Par souci de transparence (40 %) ou pour préserver la relation de confiance (28 %), environ un salarié aidant sur trois a informé son employeur de sa situation. Pour 93 % d’entre eux, l’annonce se passe bien, voire très bien (49 %). Pourtant, seuls 36 % se sentent soutenus par leur employeur. Néanmoins, plus les troubles de la personne aidée sont sévères, plus la situation des aidants semble prise en considération par l’employeur. C’est le ressenti de 70 % de ceux qui doivent s’absenter plusieurs fois par mois.
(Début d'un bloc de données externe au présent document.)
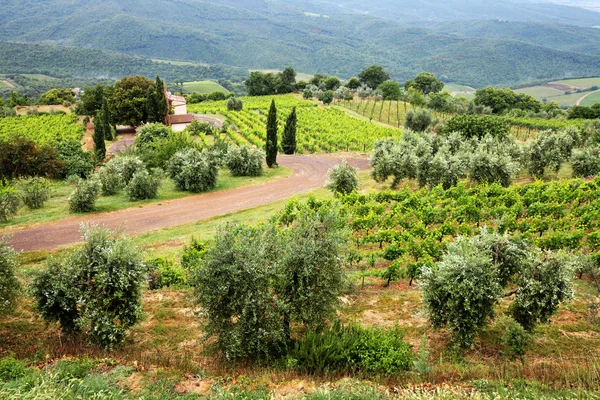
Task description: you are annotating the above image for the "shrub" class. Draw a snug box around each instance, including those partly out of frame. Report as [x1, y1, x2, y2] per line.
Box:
[327, 160, 360, 195]
[125, 169, 163, 201]
[69, 177, 102, 213]
[0, 357, 28, 382]
[225, 146, 265, 176]
[444, 115, 510, 139]
[227, 97, 244, 111]
[167, 148, 219, 193]
[187, 120, 216, 136]
[32, 227, 146, 348]
[571, 147, 600, 178]
[290, 322, 413, 375]
[404, 108, 433, 132]
[0, 137, 65, 179]
[148, 258, 187, 290]
[106, 155, 144, 185]
[56, 140, 95, 178]
[135, 123, 172, 150]
[192, 203, 347, 360]
[0, 238, 21, 316]
[500, 319, 531, 360]
[138, 131, 203, 169]
[98, 161, 123, 196]
[0, 183, 21, 222]
[18, 178, 50, 210]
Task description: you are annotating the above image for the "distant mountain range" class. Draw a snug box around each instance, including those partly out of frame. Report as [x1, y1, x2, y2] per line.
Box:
[0, 0, 600, 87]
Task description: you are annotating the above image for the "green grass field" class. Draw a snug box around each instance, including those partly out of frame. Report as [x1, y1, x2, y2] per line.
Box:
[0, 167, 292, 230]
[515, 86, 565, 99]
[444, 83, 475, 93]
[183, 81, 229, 93]
[580, 91, 600, 106]
[550, 78, 600, 89]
De leur côté, 23 % des dirigeants de TPE-PME disent avoir connaissance de la situation d’aidants de leurs salariés et 85 % d’entre eux déclarent proposer au moins un dispositif susceptible de répondre à leurs besoins. Le plus souvent, il s’agit de mesures globales à la disposition de l’ensemble des salariés. Les dispositifs plus spécialisés (don de jours de repos entre collègues ; congé proche aidant, de présence parentale, de solidarité familiale ; formations, réunions ou supports d’information dédiés ; accès à des services d’accompagnement spécifique) sont moins souvent cités. De manière générale, les dirigeants privilégient une approche au cas par cas (52 %) : une infime minorité d’entre eux déclarent ainsi avoir mis en place une politique structurée (1 %), y compris parmi les plus grandes PME. Dans 45 % des cas, ils reconnaissent que le sujet des aidants n’est tout simplement pas abordé. En cause : le manque de temps, la méconnaissance des dispositifs, mais aussi un potentiel de déstabilisation de l’activité plus fort que dans les grandes entreprises. Cependant, les dirigeants de TPE-PME ont bien conscience de leur rôle auprès de leurs salariés aidants : les accompagner est une manière d’être un employeur engagé et responsable, pour 89 % d’entre eux . « Cette prise de conscience du rôle sociétal de l’entreprise s’inscrit dans l’évolution de la société. Le sujet des aidants fait écho à un élargissement des attentes vis-à-vis des entreprises, au-delà de leur stricte fonction économique, ainsi qu’à une transformation plus fondamentale du rapport des Français au travail », souligne le baromètre.

*L’étude repose sur deux enquêtes exclusives menées avec l’Institut CSA : auprès de 2 009 Français de 15 ans et plus, et d’un sur-échantillon d’aidants permettant d’avoir une base totale de 1 671 aidants (online du 10 au 24 juillet 2022) et auprès de 544 entreprises de 6 à 499 salariés ( par téléphone du 4 octobre au 10 novembre 2022) complétée par 10 entretiens téléphoniques ( individuels, menés en décembre 2022 et janvier 2023).